This weekend saw the annual Central Economic Work Conference, during which the government analyzes the current year’s data with a view to setting the tone for the following year’s economic policy. I asked Alistair Thornton, China Analyst at IHS Global Insight, for his take on some of the key issues that came up.
China’s inflation rose to a 28-month high of 5.1 percent in November. How much of a concern should this be for policymakers?
Inflation is shaping up to be the most crucial macro issue for 2011. Liquidity is not going to be aggressively reeled-in next year, and as such, a lot of upward pressure will remain on asset markets and consumer prices. Thus far, policymakers have sought to control the extremes through administrative measures and monetary policy tinkering, rather than broad-based measures that could have an impact on the wider economy. In short, inflation—in one form or another—is here to stay in China, and policymakers will have to adapt to this new and more volatile economic environment in setting policy going forward.
One of the issues in China that comes up periodically is overcapacity—the empty city, for example, or empty apartment rates. Is there any danger that if China moves to bring inflation down, then this could lead to aggregate demand falling, thus exacerbating the overcapacity problem?
Not really. Overcapacity is a perennial problem, but it is a by-product of China’s turbo-investment growth model. Policymakers are seeking to set the economy on a more sustainable path, focusing on the quality not quantity of growth—they’re looking to reduce the excesses in over-capacity, rather than over-capacity in general. Investment spending will remain strong for some time to come, and provides deflationary pressure in the form of overinvestment. If, in tackling inflation, they over-cook the policy response, then overcapacity will be the least of their worries.
Was there anything particularly interesting or surprising to come out of the Conference?
There was nothing particularly surprising that came out of the Work Conference, given that it came on the heels of the drafting of the Five-Year Plan. We have a fairly good understanding of the direction that policymakers wish to take the economy, and movement towards this is present in both the statement from the Conference and the FYP. The government pledged to ensure a ‘healthy and stable’ economy. Reading into this…

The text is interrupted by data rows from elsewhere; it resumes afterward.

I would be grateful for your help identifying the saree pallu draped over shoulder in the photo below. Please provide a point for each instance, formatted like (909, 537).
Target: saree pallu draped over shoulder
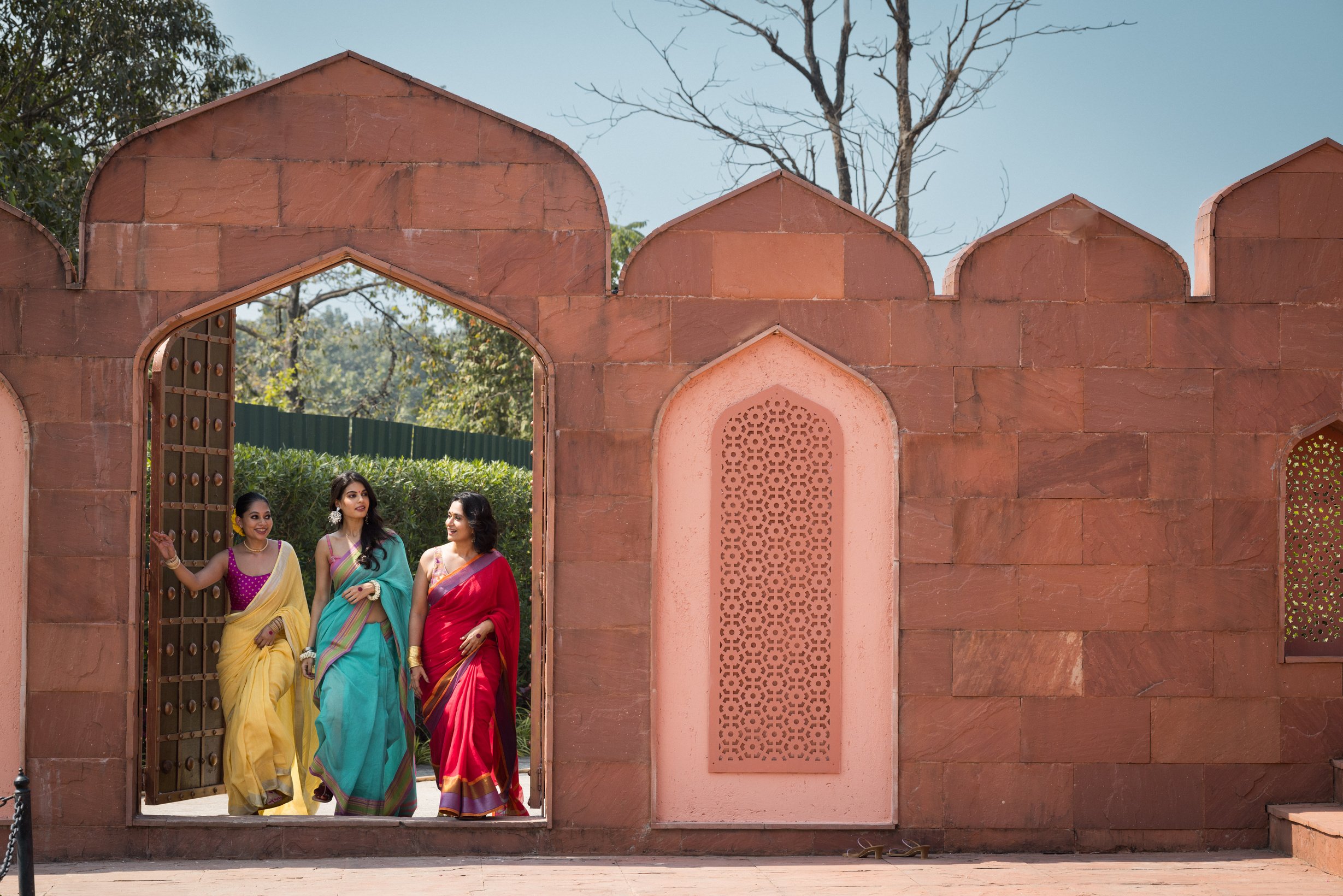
(269, 734)
(470, 704)
(366, 727)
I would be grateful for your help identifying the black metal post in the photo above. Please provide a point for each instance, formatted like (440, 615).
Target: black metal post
(23, 806)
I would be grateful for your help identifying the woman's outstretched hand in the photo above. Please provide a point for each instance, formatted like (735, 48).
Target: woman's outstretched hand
(166, 547)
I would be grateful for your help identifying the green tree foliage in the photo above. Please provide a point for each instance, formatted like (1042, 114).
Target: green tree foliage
(413, 497)
(78, 75)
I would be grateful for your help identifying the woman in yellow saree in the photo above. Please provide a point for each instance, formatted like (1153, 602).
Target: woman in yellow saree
(269, 734)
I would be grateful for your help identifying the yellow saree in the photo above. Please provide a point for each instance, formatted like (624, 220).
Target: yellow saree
(269, 734)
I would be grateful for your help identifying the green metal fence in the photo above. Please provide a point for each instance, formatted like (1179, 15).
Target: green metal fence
(274, 429)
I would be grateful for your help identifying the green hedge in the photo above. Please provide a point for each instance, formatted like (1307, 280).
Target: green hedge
(413, 497)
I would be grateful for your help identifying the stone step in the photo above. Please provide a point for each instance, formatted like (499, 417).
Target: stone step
(1310, 832)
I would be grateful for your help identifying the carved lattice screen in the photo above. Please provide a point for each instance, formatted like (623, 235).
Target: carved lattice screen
(776, 535)
(1312, 551)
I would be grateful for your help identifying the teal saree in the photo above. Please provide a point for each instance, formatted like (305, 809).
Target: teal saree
(366, 726)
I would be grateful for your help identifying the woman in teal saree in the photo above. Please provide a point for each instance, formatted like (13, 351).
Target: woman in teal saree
(356, 651)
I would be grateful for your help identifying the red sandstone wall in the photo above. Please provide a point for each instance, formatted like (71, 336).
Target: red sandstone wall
(1089, 463)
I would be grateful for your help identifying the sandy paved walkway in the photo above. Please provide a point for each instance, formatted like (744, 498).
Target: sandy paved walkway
(1240, 874)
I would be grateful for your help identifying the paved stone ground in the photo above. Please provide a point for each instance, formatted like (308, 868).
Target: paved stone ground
(1230, 874)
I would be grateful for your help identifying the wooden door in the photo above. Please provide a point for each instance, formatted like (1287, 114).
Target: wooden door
(540, 431)
(191, 480)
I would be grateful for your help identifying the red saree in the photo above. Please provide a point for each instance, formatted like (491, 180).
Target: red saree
(470, 704)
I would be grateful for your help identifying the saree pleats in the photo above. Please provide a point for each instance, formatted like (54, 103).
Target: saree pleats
(269, 734)
(470, 703)
(366, 728)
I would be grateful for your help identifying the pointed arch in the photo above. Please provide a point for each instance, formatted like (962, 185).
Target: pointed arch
(861, 785)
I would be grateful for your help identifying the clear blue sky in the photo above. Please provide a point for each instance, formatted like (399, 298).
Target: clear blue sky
(1146, 121)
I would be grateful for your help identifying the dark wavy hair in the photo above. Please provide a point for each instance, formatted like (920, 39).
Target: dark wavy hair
(246, 500)
(485, 528)
(375, 532)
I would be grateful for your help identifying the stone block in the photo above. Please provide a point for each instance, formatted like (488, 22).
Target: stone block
(926, 529)
(1083, 465)
(582, 793)
(1040, 664)
(1086, 730)
(1134, 531)
(926, 663)
(879, 267)
(1274, 400)
(1216, 730)
(444, 131)
(1245, 665)
(922, 397)
(1311, 336)
(958, 597)
(603, 527)
(856, 334)
(959, 465)
(66, 724)
(1279, 270)
(673, 262)
(1235, 795)
(1133, 269)
(93, 660)
(920, 794)
(1312, 728)
(1009, 795)
(1311, 204)
(1028, 268)
(605, 726)
(1138, 797)
(1084, 335)
(751, 265)
(1147, 664)
(955, 334)
(477, 197)
(623, 587)
(591, 463)
(333, 194)
(633, 394)
(213, 191)
(579, 396)
(1017, 531)
(603, 329)
(58, 590)
(959, 728)
(1192, 598)
(1148, 400)
(591, 661)
(120, 191)
(1018, 399)
(703, 329)
(1245, 532)
(1210, 335)
(1083, 598)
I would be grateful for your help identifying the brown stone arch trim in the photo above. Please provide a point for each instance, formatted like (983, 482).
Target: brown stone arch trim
(806, 185)
(1205, 227)
(320, 63)
(1286, 448)
(547, 440)
(951, 279)
(895, 552)
(51, 238)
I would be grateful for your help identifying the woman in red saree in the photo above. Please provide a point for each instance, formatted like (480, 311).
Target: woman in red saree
(465, 627)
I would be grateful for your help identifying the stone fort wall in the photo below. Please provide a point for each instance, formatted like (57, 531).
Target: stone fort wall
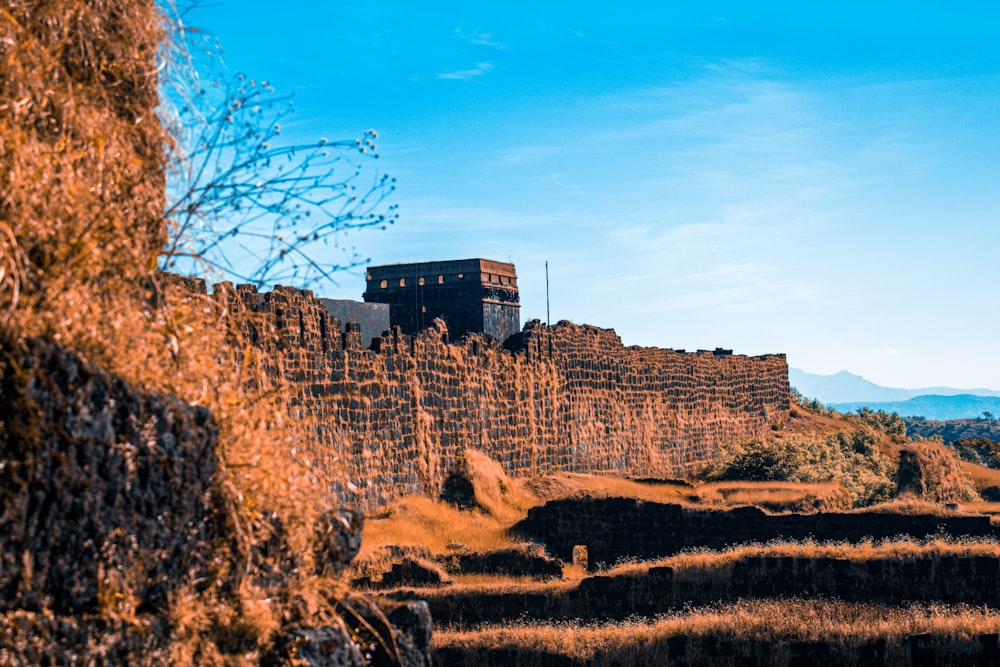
(390, 421)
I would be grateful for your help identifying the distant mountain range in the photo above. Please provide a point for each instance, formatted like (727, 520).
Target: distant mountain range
(847, 392)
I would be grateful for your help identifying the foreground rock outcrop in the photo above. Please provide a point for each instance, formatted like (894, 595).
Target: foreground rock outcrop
(111, 509)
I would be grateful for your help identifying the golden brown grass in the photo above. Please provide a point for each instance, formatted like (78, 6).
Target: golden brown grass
(81, 224)
(761, 620)
(896, 548)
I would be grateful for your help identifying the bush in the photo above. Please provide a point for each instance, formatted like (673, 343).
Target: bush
(850, 458)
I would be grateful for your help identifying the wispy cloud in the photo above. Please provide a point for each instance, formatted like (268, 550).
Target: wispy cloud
(467, 74)
(485, 39)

I think ‘stable’ is a reference to the shift in monetary policy, with inflation becoming policymakers’ top priority over the next year. With liquidity unlikely to be aggressively reeled-in for 2011, there will remain strong upward pressure in the property market and consumer prices. With a strong historical correlation in China between high inflation and societal unrest, policymakers will be looking to settle inflation expectations and remedy the most socially-harmful aspects of rising prices, such as food prices (which hurt the poor the most). Policymakers are trying to push on in their stimulus cycle exit, bringing the economy down smoothly into a soft landing, whilst avoiding any volatility that might come with slower growth and rising inflation.
In terms of ‘healthy’, I think this is a reference to the longer-term structural adjustment that they are seeking to enact. It’s becoming increasingly obvious that China cannot sustain its current economic model, relying too much on investment and external demand. It needs to refocus its growth engines towards domestic consumption. This is reflected in measures in the Five-Year Plan that seek to boost income growth—which, in turn, feeds into stronger consumption—and the recognition that headline growth needs to slow, and a higher rate of inflation needs to be accepted. A slower economy can be more easily retooled towards bolstering domestic consumption and trimming the excesses in investment and export dependency that accompanies current growth.
After the meeting, Xinhua report that participants had agreed ‘China's stable economic development would encounter a complicated situation next year, with many challenges and difficulties’. Are there any concerns you have about the economy that perhaps haven’t received much attention yet?
For me, the primary short-term downside risk flows from excessive liquidity. Strong liquidity has ensured that, over the next year, headline growth is secured. Meanwhile, the government has a wide range of policy tools to tackle inflation and any phenomenon that occur. However, the crucial point is that these tools aren’t free—they each come with a cost. When the government, in a couple of years, has to unravel the more negative ramifications of the liquidity-fuelled boom, they will be faced with a lot of ugly choices.
It's been reported that China’s targets for 2011 include 4 percent inflation and 8 percent GDP growth. What do you make of those figures?
An inflation target of 4 percent reflects the realisation that inflationary pressures aren’t going to recede as long as excess liquidity remains. Given they don’t want to jeopardize the broader economy, a relatively high bank lending target has been set, and inflation is just one of the inevitable side-products. There’s no point trying to pretend that inflation is going to remain at the abnormally low levels China has seen through the past 30 years. The growth target should be lower than what we have seen over the past decade, given that policymakers’ rhetoric points to a ‘quality not quantity’ story, with an acceptance of lower growth in order to achieve a more sustainable model, and one that provides just the same, if not more, job creation.